Em Portugal o alheamento em relação ao território traduz-se na debilidade financeira do Centro Científico e Cultural de Macau, um centro de estudos de investigação governamental que pertence ao Ministério da Ciência e Ensino Superior. Apesar de dispor de instalações magníficas, de um museu fabuloso e da melhor biblioteca de estudos asiáticos do País, não tem as devidas verbas para um funcionamento exemplar. O seu orçamento, ao que consta, dá apenas para o pessoal e para a gestão corrente do instituto. Trata-se de um claro erro estratégico. Já temos o instituto, eventualmente teremos até pessoas capazes para desenvolver trabalho não só na área da investigação mas também na divulgação através da Internet, com sites, museu virtual etc., só que não há dinheiro para fazer tudo isso. O tal dinheiro que se esbanjou em estádios de futebol. Após o “Erro 2004” (como alguém lhe chamou) ainda houve alguma esperança numa abertura a esse tipo de iniciativas. E já que se fala no dito… Na organização do Euro houve uma certa ideia de promover internacionalmente a imagem de Portugal. Mas talvez houvesse outras maneiras mais interessantes, mais inteligentes do que as utilizadas. Recorrendo à história, por exemplo. E a Ásia, onde as pessoas têm uma verdadeira paixão pelo futebol e tudo que conhecem do nosso país são os nomes dos nossos mais famosos jogadores, era terreno ideal para essa campanha. Creio que se perdeu uma óptima oportunidade de dar conhecer o nosso passado, e por conseguinte o nosso presente, e ainda, mais importante, desmistificar uma série de imagens negativas em relação aos portugueses que persistem em diversos países desta região.

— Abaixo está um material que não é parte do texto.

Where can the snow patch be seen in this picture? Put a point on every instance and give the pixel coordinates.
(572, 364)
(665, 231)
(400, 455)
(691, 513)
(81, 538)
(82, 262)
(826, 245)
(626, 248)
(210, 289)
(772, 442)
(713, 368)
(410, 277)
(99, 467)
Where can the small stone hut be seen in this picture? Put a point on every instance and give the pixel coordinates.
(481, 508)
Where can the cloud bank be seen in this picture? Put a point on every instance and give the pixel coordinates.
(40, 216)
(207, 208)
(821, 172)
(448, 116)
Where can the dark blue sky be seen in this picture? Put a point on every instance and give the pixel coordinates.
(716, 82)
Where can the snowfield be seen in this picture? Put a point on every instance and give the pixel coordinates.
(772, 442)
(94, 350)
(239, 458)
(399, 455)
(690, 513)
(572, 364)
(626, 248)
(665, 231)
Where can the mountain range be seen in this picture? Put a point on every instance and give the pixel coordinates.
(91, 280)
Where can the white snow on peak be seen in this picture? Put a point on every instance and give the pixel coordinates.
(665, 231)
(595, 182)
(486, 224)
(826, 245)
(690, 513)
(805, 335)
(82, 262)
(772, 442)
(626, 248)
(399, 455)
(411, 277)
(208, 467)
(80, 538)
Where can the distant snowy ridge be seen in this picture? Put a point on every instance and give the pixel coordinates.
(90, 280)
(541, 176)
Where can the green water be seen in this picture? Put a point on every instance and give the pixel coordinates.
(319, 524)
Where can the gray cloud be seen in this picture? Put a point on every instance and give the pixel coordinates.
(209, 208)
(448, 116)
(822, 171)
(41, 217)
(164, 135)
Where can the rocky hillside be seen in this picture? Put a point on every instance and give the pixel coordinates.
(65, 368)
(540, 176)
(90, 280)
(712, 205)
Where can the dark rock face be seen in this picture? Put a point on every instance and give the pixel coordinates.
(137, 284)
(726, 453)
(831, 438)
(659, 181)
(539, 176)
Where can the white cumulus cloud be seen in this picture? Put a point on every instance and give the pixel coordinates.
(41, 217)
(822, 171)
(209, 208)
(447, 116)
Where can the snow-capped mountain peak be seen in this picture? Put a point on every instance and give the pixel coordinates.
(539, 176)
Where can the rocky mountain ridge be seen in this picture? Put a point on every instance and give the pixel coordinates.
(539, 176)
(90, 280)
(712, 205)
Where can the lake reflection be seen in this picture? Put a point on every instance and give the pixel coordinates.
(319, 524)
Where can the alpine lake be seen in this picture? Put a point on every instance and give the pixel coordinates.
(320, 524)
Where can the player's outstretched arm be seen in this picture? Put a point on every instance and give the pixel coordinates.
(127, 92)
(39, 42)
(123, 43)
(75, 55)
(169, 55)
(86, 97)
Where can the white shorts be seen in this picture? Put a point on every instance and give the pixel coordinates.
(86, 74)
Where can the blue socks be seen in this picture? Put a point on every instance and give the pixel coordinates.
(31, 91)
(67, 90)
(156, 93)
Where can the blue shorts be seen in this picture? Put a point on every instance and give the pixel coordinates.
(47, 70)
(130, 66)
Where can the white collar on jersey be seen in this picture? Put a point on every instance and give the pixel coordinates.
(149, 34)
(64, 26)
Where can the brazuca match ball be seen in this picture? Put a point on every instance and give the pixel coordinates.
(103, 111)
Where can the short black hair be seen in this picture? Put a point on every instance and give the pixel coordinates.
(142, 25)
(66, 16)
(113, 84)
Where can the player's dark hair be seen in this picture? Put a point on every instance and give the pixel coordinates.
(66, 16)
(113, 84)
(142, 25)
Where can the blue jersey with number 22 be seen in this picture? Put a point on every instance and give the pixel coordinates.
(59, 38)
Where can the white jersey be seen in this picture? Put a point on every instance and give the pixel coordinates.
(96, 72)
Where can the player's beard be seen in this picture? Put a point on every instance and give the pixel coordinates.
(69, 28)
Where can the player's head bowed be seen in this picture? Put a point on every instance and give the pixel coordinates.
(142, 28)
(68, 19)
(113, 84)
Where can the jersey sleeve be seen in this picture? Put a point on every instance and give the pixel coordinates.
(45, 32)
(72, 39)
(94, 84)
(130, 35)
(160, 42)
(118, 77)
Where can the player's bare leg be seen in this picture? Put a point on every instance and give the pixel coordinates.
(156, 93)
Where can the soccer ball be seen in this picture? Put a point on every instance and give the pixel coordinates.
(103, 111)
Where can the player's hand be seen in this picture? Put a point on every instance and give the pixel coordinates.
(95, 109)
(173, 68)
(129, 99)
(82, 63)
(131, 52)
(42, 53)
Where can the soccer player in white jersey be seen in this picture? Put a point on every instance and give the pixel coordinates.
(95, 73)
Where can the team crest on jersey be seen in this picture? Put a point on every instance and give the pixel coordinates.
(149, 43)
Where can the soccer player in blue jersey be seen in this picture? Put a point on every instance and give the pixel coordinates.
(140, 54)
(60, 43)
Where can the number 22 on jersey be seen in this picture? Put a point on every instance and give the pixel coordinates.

Mas regressemos à actualidade. Quais são as nossas responsabilidade, aqui e agora?
Os portugueses é que terão de decidir isso. É certo que há uma série de pessoas que se têm esforçado por manter viva a chama. Nalgumas publicações surgem regularmente excelentes artigos sobre a presença e herança portuguesa, sobre os contactos que estabelecemos nesta zona. E é preciso ter em conta que são revistas com impacto, que circulam internacionalmente. Pode ser um dos caminhos a seguir. Através da imprensa, da Comunicação Social.
Embora os portugueses estejam em Macau por direito próprio, há quem se sinta órfão após a transferência de soberania. Mas, essa orfandade será um sentir legítimo ou um estar-se mal habituado?
Muitos sentem-se órfãos provavelmente porque perderam o chapéu, a protecção governamental. Mal habituados!? Não podemos classificar o passado, fazer juízos, decidir se foi mau ou se foi bom. Houve um determinado percurso histórico, a determinado momento sobrevieram mudanças políticas, pois a conjuntura internacional a isso obrigou, e a transferência de soberania aconteceu naturalmente. Agora temos de aprender a viver com a situação actual e tirar o melhor partido dela. A nossa presença de vários séculos deixou aqui uma marca fortíssima, isso é indiscutível. É nossa obrigação recordar a quem de direito esse facto.